A common scenario where stringify succeeds but parse fails is when stringify produces valid JSON that gets concatenated with non-JSON content before being parsed. For example, a logging system might prepend a timestamp to a serialized payload, producing a string that is no longer valid JSON. Similarly, a server response might include a UTF-8 BOM at the start of the body, which causes parse to throw at position 0 with a message about an unexpected token.

Another scenario is large integers. JSON.stringify will serialize JavaScript numbers faithfully, but JavaScript numbers are IEEE 754 doubles, which cannot represent integers larger than 2^53 - 1 without loss of precision. If a server sends a JSON number larger than this threshold — common with database row IDs in some systems — JSON.parse will parse it as the nearest representable double, silently losing precision. This is a case where the parse appears to succeed but produces incorrect results rather than throwing an error.

In production code, the single most important practice around JSON.parse and JSON.stringify is to always wrap parse calls in a try-catch. The input to JSON.parse is often external: an API response, a localStorage value, a message queue payload, or a configuration file. Any of these can be malformed, truncated, or replaced with an error page by an upstream system. Without a try-catch, a malformed input will throw an uncaught SyntaxError and crash the affected request or component.

When catching a parse error, log the raw input string along with the error message. The position offset in the error message is only useful if you can see the full string to locate that position. Logging just the error without the input leaves you unable to reproduce the failure in development. For sensitive data, log a truncated or sanitized version rather than nothing at all.

For stringify, validate that your objects do not contain circular references before serializing them. Many frameworks and libraries produce objects with internal circular references that look like plain data but are not. A simple check is to call JSON.stringify in a try-catch and handle the circular reference TypeError separately from any downstream errors.

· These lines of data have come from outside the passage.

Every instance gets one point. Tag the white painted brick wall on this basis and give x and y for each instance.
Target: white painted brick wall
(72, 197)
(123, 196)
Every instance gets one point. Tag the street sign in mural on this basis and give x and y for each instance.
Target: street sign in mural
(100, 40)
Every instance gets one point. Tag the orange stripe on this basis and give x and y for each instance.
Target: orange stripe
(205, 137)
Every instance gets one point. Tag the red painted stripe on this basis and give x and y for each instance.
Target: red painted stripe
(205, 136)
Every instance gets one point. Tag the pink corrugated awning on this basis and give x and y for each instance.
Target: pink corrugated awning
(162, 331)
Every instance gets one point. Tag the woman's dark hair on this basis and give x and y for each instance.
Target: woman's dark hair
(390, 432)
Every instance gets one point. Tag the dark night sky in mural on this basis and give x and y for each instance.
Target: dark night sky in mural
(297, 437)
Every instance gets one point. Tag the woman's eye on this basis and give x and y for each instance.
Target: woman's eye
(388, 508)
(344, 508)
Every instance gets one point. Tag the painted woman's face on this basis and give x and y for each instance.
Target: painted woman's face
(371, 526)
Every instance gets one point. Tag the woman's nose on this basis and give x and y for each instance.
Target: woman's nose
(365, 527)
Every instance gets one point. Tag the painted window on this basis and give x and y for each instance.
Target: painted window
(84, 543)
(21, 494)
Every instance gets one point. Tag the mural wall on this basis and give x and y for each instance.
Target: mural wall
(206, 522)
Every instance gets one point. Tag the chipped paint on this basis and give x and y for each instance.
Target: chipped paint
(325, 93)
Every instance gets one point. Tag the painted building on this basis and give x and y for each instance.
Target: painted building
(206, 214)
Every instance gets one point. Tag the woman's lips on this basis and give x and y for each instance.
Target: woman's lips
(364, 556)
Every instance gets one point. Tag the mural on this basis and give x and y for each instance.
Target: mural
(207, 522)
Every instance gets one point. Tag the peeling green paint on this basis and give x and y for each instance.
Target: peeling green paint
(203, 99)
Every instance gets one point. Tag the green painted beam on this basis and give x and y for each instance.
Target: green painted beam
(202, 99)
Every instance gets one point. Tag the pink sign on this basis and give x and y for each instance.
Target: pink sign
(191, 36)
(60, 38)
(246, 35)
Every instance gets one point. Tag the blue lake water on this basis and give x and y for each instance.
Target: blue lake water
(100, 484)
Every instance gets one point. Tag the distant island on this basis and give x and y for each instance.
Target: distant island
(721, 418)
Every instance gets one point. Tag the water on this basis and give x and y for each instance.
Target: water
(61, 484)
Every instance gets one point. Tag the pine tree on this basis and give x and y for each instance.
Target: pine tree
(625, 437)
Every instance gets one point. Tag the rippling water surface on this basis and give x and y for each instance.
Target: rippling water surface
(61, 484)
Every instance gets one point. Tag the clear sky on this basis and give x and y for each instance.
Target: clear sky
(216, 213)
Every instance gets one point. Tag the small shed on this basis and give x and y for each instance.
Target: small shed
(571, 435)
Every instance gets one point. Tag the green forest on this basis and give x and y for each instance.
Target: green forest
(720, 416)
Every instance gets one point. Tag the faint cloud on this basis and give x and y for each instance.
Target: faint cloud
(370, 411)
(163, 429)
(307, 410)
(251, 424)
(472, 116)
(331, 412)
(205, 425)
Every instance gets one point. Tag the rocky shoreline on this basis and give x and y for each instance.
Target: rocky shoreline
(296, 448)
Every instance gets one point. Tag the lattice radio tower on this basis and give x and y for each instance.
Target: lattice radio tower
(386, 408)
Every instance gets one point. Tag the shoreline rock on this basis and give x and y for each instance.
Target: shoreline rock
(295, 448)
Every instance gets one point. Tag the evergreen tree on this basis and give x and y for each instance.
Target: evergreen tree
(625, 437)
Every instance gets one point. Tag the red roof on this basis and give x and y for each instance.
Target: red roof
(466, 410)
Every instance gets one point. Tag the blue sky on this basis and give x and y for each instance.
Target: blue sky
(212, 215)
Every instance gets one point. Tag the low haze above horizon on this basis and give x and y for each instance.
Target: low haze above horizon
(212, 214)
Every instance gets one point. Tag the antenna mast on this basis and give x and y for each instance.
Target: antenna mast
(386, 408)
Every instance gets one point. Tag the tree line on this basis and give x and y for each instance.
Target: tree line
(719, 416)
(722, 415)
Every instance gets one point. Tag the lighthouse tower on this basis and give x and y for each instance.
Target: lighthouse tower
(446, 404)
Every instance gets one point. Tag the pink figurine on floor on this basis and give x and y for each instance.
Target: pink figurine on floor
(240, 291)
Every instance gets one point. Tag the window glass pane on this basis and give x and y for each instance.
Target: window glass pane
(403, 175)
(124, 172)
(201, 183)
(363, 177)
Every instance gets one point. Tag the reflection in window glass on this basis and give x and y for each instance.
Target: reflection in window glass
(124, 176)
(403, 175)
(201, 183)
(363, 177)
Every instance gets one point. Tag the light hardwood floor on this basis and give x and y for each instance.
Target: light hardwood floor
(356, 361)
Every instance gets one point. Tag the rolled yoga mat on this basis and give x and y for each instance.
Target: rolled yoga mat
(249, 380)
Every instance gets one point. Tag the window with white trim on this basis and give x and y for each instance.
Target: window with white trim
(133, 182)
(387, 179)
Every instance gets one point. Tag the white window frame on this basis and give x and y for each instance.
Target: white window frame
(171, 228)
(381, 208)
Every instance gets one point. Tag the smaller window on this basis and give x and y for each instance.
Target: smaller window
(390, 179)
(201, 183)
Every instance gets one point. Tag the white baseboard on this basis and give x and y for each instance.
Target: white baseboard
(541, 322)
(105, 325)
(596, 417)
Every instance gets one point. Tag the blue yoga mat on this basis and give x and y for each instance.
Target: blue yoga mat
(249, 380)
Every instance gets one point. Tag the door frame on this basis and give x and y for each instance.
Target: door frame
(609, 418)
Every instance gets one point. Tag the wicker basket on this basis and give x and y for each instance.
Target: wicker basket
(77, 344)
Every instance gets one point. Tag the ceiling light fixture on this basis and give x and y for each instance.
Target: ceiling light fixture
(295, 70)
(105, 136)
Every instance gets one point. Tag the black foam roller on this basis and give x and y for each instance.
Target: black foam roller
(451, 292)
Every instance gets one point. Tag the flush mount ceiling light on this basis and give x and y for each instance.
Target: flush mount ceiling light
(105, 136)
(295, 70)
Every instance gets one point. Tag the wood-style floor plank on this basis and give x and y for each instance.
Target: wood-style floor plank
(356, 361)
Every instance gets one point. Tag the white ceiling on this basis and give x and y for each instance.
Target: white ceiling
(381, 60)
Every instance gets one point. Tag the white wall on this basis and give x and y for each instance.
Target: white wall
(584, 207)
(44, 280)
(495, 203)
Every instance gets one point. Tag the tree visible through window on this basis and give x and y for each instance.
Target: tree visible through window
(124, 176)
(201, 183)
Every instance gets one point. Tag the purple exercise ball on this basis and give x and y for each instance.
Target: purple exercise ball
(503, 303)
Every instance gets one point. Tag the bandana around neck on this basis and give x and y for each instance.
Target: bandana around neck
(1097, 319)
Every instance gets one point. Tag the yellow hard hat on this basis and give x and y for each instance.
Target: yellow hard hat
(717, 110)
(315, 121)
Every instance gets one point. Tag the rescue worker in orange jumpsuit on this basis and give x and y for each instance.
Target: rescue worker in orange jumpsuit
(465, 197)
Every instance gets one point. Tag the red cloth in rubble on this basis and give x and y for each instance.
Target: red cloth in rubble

When implementing a replacer-reviver pair for custom types, define them as named functions rather than inline lambdas, and place them in a module that is imported wherever the serialization pair is needed. This ensures that the serialize and deserialize logic stay in sync when the type changes. Document the tagged format you use — for example, how you mark a Map with a __type field — so that any future consumer of the serialized data knows how to reconstruct the original type. When the serialized format needs to change, version the tag so that old serialized data can still be deserialized by code that understands the new format.